I am a big proponent of buy and hold real estate.  Instead of speculation, I enjoy being a landlord and collecting the monthly dividends that come with the business.  Yet, it would be foolish to say that there is not some speculative nature to our holdings.

We spend a lot of time on the buy side side of the buy/sell equation looking for severely underpriced properties or units in foreclosure.

There are, however, times when we also think long and hard about selling.  We owned a lakefront property in Wisconsin that we bought in foreclosure and sold four years later.  Unlike many of our properties, we were aware from the beginning that the property would appreciate quickly and had a rough sell number in our heads from the beginning.

 

The Buy/Sell Equation

Blogging

Although in less obvious ways, the buy/sell equation continues to play a role in the writing of this blog.  The buy proposition is clear.  My intentions are to create unique content to engage the community, form connections, and clarify my thoughts.

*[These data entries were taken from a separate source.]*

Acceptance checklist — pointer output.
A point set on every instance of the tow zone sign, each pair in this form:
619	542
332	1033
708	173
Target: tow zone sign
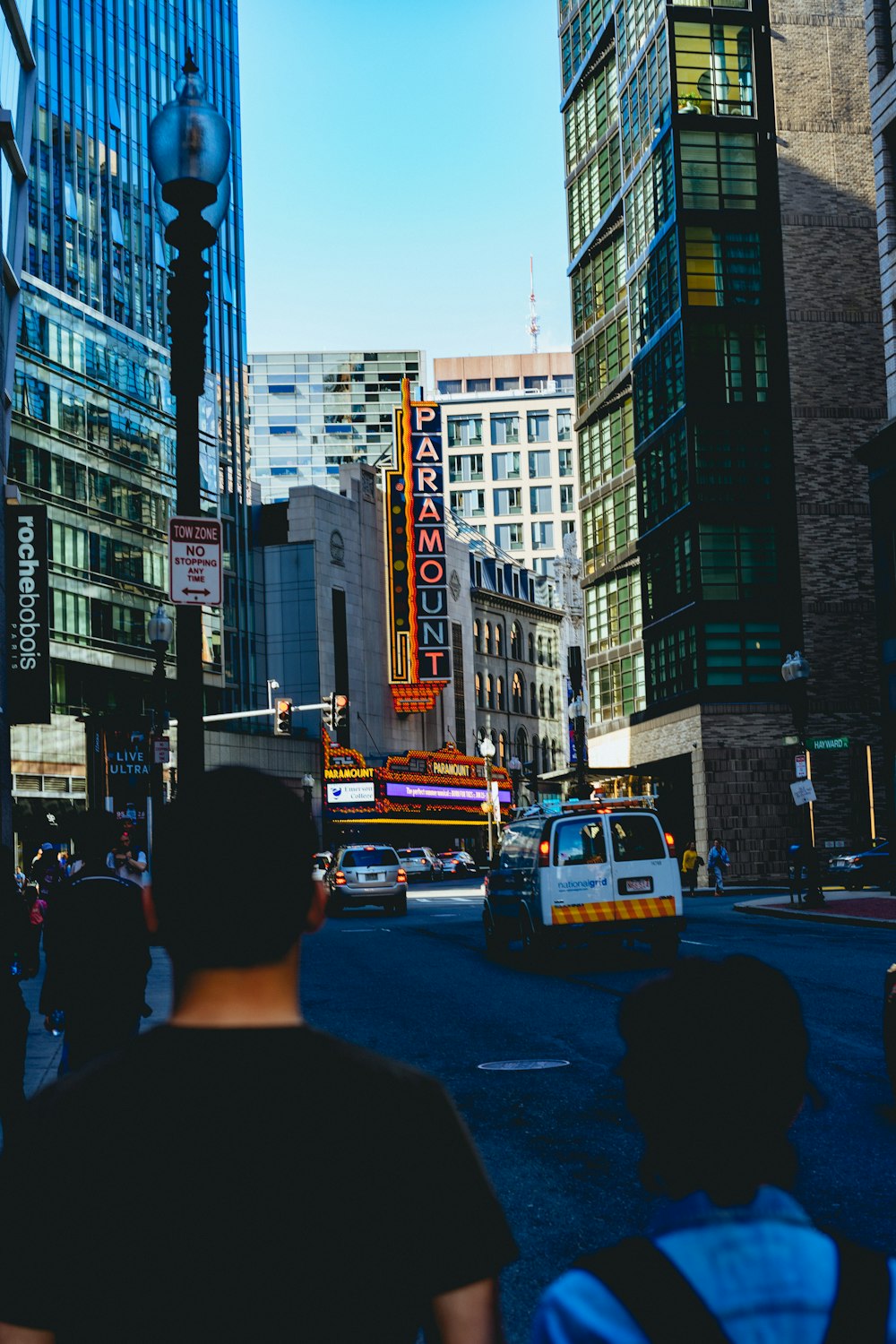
194	561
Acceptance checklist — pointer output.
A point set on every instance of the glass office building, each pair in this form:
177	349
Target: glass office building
93	421
312	413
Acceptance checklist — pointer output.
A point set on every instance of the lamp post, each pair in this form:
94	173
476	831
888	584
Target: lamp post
576	714
190	151
159	632
487	752
796	674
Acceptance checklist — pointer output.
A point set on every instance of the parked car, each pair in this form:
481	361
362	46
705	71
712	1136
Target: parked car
320	863
421	865
868	868
367	875
457	862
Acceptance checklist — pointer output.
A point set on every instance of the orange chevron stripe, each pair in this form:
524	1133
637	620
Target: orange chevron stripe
641	908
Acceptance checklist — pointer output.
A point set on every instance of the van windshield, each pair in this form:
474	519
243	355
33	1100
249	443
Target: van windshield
579	841
635	838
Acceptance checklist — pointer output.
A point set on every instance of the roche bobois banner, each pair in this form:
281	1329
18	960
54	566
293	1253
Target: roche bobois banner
417	564
27	615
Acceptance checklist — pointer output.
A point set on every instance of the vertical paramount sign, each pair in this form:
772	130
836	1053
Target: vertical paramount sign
417	566
27	613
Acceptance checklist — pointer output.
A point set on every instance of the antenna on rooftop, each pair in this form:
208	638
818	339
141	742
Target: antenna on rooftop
533	317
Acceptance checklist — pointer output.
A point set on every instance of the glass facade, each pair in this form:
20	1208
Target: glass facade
680	371
312	413
93	414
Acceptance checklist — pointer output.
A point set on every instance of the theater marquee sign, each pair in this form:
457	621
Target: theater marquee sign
417	589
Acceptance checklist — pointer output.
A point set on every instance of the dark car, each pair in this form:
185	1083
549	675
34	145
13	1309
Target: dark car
868	868
367	875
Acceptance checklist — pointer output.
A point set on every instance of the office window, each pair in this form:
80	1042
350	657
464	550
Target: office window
505	467
721	268
468	503
506	502
659	383
509	537
650	201
505	429
718	171
538	426
599	282
606	446
463	430
466	468
600	360
713	69
643	104
743	655
654	290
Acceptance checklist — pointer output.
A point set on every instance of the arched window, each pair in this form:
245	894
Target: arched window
517	694
516	642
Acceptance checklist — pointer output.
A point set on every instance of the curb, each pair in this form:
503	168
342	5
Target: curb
756	908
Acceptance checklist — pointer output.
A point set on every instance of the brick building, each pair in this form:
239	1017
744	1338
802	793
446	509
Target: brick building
727	336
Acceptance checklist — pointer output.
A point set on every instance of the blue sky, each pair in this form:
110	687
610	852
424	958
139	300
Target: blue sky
401	163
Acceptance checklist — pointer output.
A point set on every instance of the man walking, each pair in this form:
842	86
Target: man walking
715	1074
237	1175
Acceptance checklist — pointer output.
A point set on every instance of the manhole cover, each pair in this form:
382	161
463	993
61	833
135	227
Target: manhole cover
520	1064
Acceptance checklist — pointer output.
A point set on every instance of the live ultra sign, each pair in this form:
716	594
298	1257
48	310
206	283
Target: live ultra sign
194	561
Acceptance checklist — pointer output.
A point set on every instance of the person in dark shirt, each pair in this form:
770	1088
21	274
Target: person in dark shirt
237	1175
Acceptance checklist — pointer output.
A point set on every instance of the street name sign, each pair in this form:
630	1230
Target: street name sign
194	561
804	792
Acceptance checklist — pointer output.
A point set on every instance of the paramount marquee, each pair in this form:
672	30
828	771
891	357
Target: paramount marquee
417	567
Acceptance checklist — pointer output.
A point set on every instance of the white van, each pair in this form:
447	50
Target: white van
602	868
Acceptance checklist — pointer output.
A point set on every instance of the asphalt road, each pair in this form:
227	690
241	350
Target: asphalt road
556	1142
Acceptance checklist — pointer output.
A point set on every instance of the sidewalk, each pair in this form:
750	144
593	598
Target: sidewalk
45	1051
876	910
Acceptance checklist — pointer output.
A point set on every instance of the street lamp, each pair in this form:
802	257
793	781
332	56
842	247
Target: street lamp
796	674
190	151
487	752
159	632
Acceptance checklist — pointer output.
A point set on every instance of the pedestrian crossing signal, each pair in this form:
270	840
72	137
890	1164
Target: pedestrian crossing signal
282	718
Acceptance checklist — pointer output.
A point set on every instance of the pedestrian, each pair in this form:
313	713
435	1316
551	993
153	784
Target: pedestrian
97	949
718	866
236	1174
15	935
691	865
715	1074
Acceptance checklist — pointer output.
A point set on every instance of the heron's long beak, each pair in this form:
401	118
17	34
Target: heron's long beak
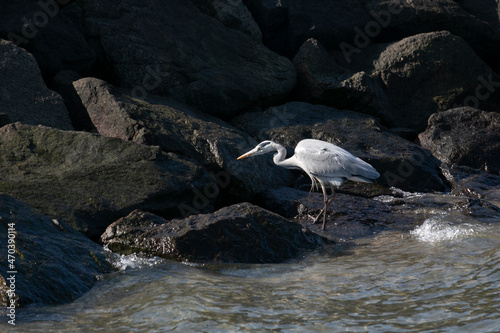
247	154
243	156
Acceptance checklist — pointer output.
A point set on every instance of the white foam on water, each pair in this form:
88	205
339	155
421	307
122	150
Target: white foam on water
435	229
122	262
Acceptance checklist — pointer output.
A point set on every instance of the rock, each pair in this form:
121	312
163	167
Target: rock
465	136
287	24
413	17
90	181
225	74
473	183
321	80
63	84
54	263
178	128
349	216
272	19
242	233
401	83
4	119
352	217
49	33
417	85
24	95
233	14
401	163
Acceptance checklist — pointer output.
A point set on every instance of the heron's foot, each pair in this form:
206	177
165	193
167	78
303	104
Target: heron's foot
317	217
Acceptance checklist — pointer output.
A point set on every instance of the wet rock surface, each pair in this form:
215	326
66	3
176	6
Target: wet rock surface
465	136
24	95
226	73
53	263
239	233
90	180
179	128
401	163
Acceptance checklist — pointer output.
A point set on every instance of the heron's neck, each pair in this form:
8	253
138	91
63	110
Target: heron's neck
279	157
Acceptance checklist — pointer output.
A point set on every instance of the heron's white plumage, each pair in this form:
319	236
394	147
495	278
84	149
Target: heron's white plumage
324	162
331	164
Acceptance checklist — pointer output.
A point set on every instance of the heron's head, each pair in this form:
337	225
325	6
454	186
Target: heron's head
262	148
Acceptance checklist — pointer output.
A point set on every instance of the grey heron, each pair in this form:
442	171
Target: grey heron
324	162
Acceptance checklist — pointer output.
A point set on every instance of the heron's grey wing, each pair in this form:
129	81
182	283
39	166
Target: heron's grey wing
324	159
324	162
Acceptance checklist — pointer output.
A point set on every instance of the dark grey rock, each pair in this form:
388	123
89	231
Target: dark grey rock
321	80
465	136
54	263
23	94
181	52
176	127
417	85
473	21
51	34
400	163
90	181
241	233
233	14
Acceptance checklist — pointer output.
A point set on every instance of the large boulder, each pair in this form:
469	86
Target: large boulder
176	127
233	14
242	233
399	19
48	32
401	83
400	163
52	262
224	72
322	80
287	24
90	181
24	95
465	136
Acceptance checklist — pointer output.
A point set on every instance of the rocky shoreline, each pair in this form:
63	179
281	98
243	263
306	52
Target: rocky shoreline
120	125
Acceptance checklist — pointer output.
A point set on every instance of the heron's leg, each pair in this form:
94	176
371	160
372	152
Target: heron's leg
326	205
324	208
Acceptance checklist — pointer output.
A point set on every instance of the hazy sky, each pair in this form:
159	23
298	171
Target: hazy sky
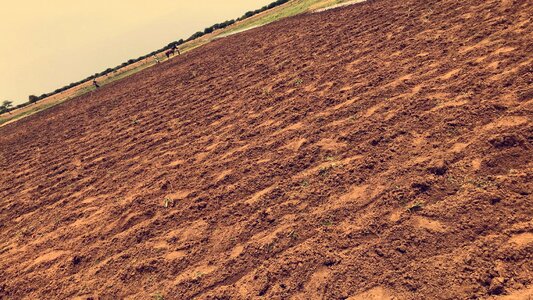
48	44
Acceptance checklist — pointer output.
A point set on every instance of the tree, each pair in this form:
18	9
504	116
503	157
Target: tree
6	106
33	98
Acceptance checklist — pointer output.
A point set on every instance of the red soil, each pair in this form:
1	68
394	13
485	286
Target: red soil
378	151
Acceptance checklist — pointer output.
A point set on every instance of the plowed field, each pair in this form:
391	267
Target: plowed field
377	151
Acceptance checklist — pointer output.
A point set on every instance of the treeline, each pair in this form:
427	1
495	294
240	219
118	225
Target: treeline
34	98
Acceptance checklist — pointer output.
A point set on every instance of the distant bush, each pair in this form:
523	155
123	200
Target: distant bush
6	106
33	98
198	34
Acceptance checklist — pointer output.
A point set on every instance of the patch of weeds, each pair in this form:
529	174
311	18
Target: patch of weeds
158	296
416	206
168	202
198	275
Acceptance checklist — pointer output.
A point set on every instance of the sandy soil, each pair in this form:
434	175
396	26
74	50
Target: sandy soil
377	151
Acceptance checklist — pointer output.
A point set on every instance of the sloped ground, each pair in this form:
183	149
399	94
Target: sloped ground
378	151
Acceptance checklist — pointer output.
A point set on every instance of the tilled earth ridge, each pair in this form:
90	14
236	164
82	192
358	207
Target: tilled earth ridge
377	151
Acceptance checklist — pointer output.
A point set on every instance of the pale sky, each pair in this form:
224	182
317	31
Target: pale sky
47	44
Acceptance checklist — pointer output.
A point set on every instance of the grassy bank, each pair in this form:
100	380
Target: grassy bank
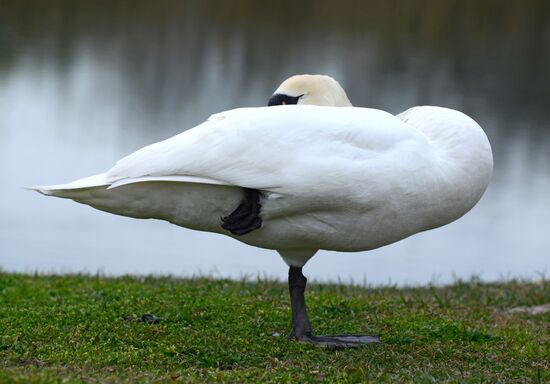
88	328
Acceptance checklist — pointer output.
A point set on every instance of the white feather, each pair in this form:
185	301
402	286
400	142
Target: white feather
343	179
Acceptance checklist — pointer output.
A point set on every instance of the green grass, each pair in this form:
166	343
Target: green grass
82	328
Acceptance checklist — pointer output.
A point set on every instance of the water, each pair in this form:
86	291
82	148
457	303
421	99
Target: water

Certainly, from the onset, there were a number of self-imposed limits.  Similar to trigger events for the career, I had thought of a number of reasons the blog would need to be placed by the wayside.

  • Unable to create unique content
  • Stress of writing is greater than the joy
  • Negative feedback in excess
  • Keeping me from other important parts of life

Luckily, I haven’t reached any of these sell points yet.  We will see what the future brings.

Final Thoughts

When it comes to complex decision making, I think we all use the buy/sell equation.  Although we may not rationalize it out loud, we usually create a series of criteria when it comes to both business and personal decisions.

With this blog post I have attempted to codify how the thought process works.

A more interesting question is whether we stick to our prespecified limits.

But that will have to be a discussion for another day.

 

Doc G

A doctor who discovered the FI community but still struggling with RE.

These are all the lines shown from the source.